Pfizer, BioNTech delay FDA request for vaccines for children under 5
Pfizer and BioNTech on Friday said they are delaying completing their request for the Food and Drug Administration (FDA) to authorize their coronavirus vaccine for children under five years old, because there’s not enough data on the efficacy of a third dose.
An FDA advisory panel meeting scheduled for next week has been postponed, the FDA said.
“Based on the agency’s preliminary assessment, and to allow more time to evaluate additional data, we believe additional information regarding the ongoing evaluation of a third dose should be considered as part of our decision-making for potential authorization,” the agency said in a statement.
The decision to extend the data submission and delay the advisory panel meeting pushes back the timeline for authorizing COVID-19 shots for kids under five, a major blow to parents of young kids.
The companies said they don’t expect to have three-dose protection data available until early April.
“Cases continue to accumulate according to the study protocol and more data are being generated because rates of infection and illness remain high in children of this age, especially due to the recent Omicron surge,” Pfizer said in a statement.
Pfizer earlier this month began applying for emergency use authorization of its vaccine in kids ages six months to four years old. But though the company said three doses will eventually be needed, the application was only for two doses.
At the time, Pfizer said it was applying before all the data were available at the request of the FDA, so the process of authorizing two doses could begin. The idea was that the authorization could then later be expanded to three doses once the data becomes available.
According to FDA, the goal was to understand if two doses would provide sufficient protection, and then authorize the eventual third dose later.
The delay likely indicates the agency did not have data that showed two doses was enough.
When asked directly during a press briefing if new data showed two doses did not provide sufficient protection, Peter Marks, head of the FDA division responsible for vaccine safety, did not directly answer.
“The data that we saw made us realize that we needed to see data from a third dose in the ongoing trial in order to make the determination that we could proceed with doing an authorization,” Marks said.
The companies and FDA said data was coming in rapidly because so many children have been infected with omicron
“Given that the study is advancing at a rapid pace, the companies will wait for the three-dose data as Pfizer and BioNTech continue to believe it may provide a higher level of protection in this age group. This is also supported by recent observations of three dose booster,” Pfizer said.
Pfizer and BioNTech said in December that the vaccine application for children under 5 could take as long as the middle of 2022, given that the immune response from two doses was not sufficient in children between 2 and 4 years old, and a third dose needed to be tested.
The doses in question for children under 5 are much smaller than the doses used for adults. According to the companies, data showed two doses may have been sufficient for children under the age of two.
Meanwhile, federal officials had already been planning how to distribute the vaccines.

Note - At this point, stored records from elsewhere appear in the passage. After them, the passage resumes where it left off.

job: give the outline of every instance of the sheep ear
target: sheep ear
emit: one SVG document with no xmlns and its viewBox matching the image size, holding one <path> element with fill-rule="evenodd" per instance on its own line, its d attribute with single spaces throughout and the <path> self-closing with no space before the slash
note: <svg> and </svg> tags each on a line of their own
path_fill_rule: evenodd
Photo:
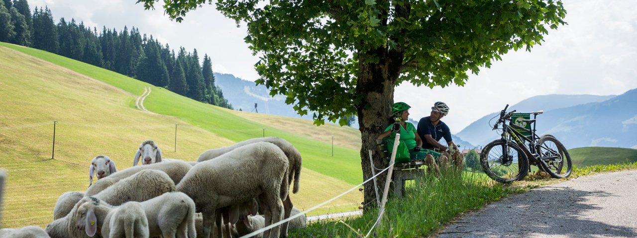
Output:
<svg viewBox="0 0 637 238">
<path fill-rule="evenodd" d="M 110 169 L 111 173 L 117 172 L 117 168 L 115 168 L 115 162 L 111 161 L 111 162 L 108 164 L 108 169 Z"/>
<path fill-rule="evenodd" d="M 256 216 L 257 211 L 259 211 L 259 202 L 257 202 L 257 200 L 252 199 L 251 201 L 248 202 L 248 213 L 252 215 Z"/>
<path fill-rule="evenodd" d="M 135 160 L 132 161 L 133 166 L 137 165 L 137 162 L 140 161 L 140 156 L 141 156 L 141 150 L 137 150 L 137 153 L 135 153 Z"/>
<path fill-rule="evenodd" d="M 95 212 L 92 209 L 86 213 L 86 225 L 84 226 L 84 231 L 86 232 L 87 235 L 91 237 L 97 232 L 97 218 L 95 216 Z"/>
<path fill-rule="evenodd" d="M 161 149 L 157 147 L 157 154 L 155 155 L 155 162 L 161 162 Z"/>
<path fill-rule="evenodd" d="M 230 211 L 228 211 L 228 222 L 231 225 L 236 224 L 237 221 L 239 220 L 239 207 L 236 205 L 230 206 Z"/>
<path fill-rule="evenodd" d="M 91 164 L 89 167 L 89 187 L 93 184 L 93 175 L 95 175 L 95 166 Z"/>
<path fill-rule="evenodd" d="M 248 228 L 248 230 L 252 230 L 252 218 L 250 216 L 246 216 L 245 219 L 243 219 L 243 225 Z"/>
</svg>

The Centers for Disease Control and Prevention this week told state and local health officials they could receive their first shipments by Feb. 21.
The FDA has been under enormous pressure to authorize a COVID-19 vaccine for the youngest children. Marks said the decision to delay should reassure them, because it means FDA is doing due diligence.
“I think parents can feel reassured that we have set a standard by which we feel that if something does not meet that standard, we can’t proceed forward,” Marks said.
Still, Marks said he emphasizes with parents, and urged them to continue relying on whatever mitigation measures they have been using to keep their children safe.
“For the next few months, while these additional data are gathered, parents will have to rely on what they’ve come to do well, which is they’re using masking procedures, and they’re making sure that they’re vaccinated,” Marks said. “We will do our part, obviously, to move as fast as we can when we have the data but for now, we will have to ask parents to help to continue to do what they’ve been doing.”
Updated at 2:51 p.m.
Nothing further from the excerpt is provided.